Мать моя, добившись своего, стерпела довольно кротко это обидное письмо и только написала в ответ, что вовсе не помышляет избавиться от меня, прислала для меня ворох белья и материи на платья и уверяла госпожу де Трель, что возьмет меня в Париж, как только разрешится от бремени.

Но все эти посулы имели одну лишь цель: выиграть время; во всяком случае, после родов она даже не упоминала о том, чтобы взять меня к себе. В письмах она избегала этой темы и все время жаловалась на слабое здоровье, говорила, что почти не встает с постели и не в состоянии ни о чем заботиться. «У меня нет даже сил думать»,— писала она.
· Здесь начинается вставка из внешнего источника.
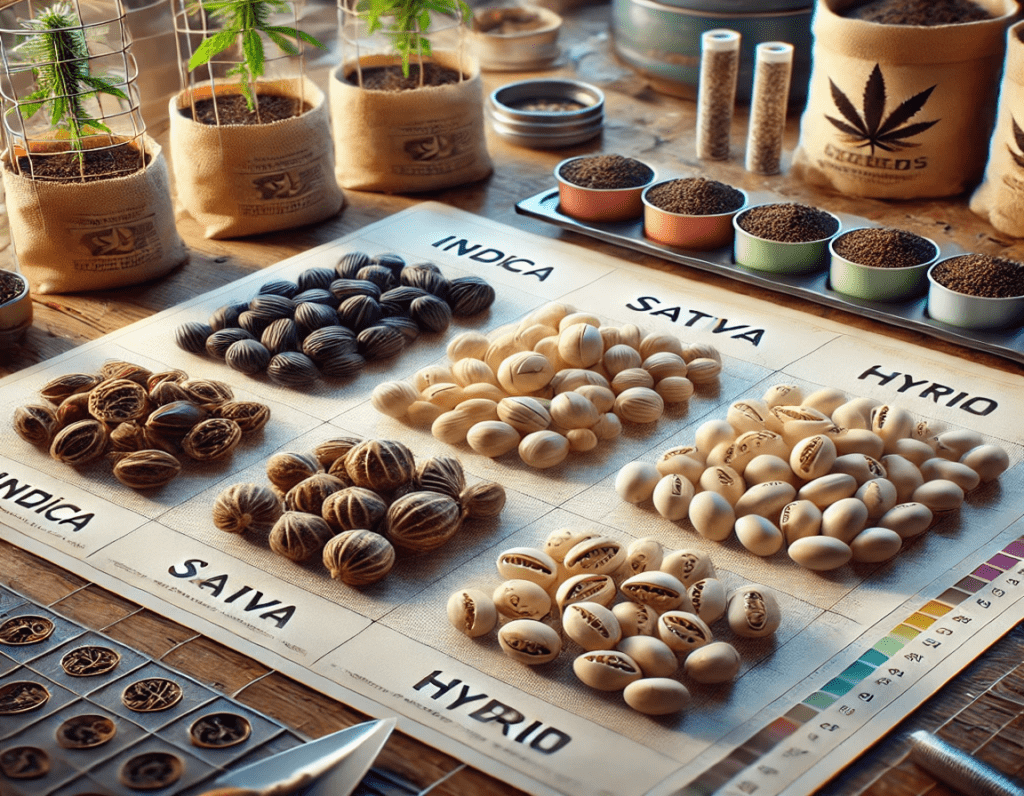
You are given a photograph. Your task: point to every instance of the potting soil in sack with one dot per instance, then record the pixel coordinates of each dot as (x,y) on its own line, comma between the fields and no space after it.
(107,233)
(245,178)
(902,95)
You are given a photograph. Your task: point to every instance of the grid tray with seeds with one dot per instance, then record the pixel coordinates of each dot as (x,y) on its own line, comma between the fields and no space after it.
(911,313)
(83,714)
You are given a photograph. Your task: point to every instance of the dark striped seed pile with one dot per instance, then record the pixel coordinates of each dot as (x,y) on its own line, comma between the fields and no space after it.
(924,12)
(695,196)
(606,171)
(884,248)
(981,275)
(788,223)
(330,321)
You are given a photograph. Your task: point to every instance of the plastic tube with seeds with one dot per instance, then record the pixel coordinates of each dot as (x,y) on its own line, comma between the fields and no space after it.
(772,71)
(717,92)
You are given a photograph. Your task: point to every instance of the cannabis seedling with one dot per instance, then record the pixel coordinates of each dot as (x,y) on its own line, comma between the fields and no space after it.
(245,21)
(410,23)
(57,49)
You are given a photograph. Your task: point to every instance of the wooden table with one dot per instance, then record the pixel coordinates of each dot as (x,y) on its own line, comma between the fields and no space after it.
(981,711)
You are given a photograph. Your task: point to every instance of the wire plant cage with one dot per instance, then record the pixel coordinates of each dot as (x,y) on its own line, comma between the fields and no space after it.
(407,33)
(68,91)
(278,71)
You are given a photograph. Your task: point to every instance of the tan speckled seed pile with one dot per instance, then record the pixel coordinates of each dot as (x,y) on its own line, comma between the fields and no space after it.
(695,196)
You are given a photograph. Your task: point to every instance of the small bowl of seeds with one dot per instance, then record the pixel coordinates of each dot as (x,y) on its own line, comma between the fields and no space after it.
(977,291)
(783,238)
(881,263)
(602,187)
(691,212)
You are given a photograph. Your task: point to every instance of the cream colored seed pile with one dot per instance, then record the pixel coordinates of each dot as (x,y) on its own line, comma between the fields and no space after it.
(559,381)
(633,615)
(828,478)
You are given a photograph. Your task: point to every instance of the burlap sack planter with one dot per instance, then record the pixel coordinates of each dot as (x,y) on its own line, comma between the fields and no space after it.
(73,237)
(1000,197)
(900,112)
(408,141)
(246,179)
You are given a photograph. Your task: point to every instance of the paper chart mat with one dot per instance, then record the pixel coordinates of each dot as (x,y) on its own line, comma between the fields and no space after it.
(389,648)
(910,313)
(82,713)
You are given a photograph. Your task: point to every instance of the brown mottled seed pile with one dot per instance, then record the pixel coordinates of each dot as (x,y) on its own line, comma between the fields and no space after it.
(884,248)
(788,222)
(354,502)
(695,196)
(924,12)
(144,423)
(981,275)
(606,171)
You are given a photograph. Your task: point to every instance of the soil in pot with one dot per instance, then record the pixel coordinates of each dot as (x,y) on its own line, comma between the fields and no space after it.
(884,248)
(95,164)
(11,286)
(982,276)
(787,222)
(695,196)
(231,109)
(923,12)
(391,79)
(606,171)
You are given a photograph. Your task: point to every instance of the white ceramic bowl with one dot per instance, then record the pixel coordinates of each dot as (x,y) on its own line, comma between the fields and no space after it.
(967,311)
Нетрудно понять, что при столь слабой голове и речи не могло быть о том, чтобы утомлять ее моим присутствием: к счастью, по мере того как охладевало сердце моей матери, сердце бабушки наполнялось горячей любовью.

В конце концов мать совсем забыла о моем существовании; писала она очень редко, да и в этих письмах не упоминала обо мне, потом совсем замолчала, перестала посылать мне подарки, и года через два окончательно вычеркнула меня из памяти, как будто меня и вовсе не было на свете.

Таким образом, я не была нужна никому, кроме госпожи де Трель; ее любовь была единственным моим достоянием на земле. Забытая самыми близкими людьми, неизвестная родным из других мест, стеснявшая двух своих теток, с которыми я жила в одном доме, и даже ненавистная им — я разумею дочерей госпожи де Трель, которые ревновали ее ко мне и с трудом меня выносили... Не удивительно, что никому не было никакого дела до сироты, находившейся в таком положении и как бы погребенной в деревенской глуши.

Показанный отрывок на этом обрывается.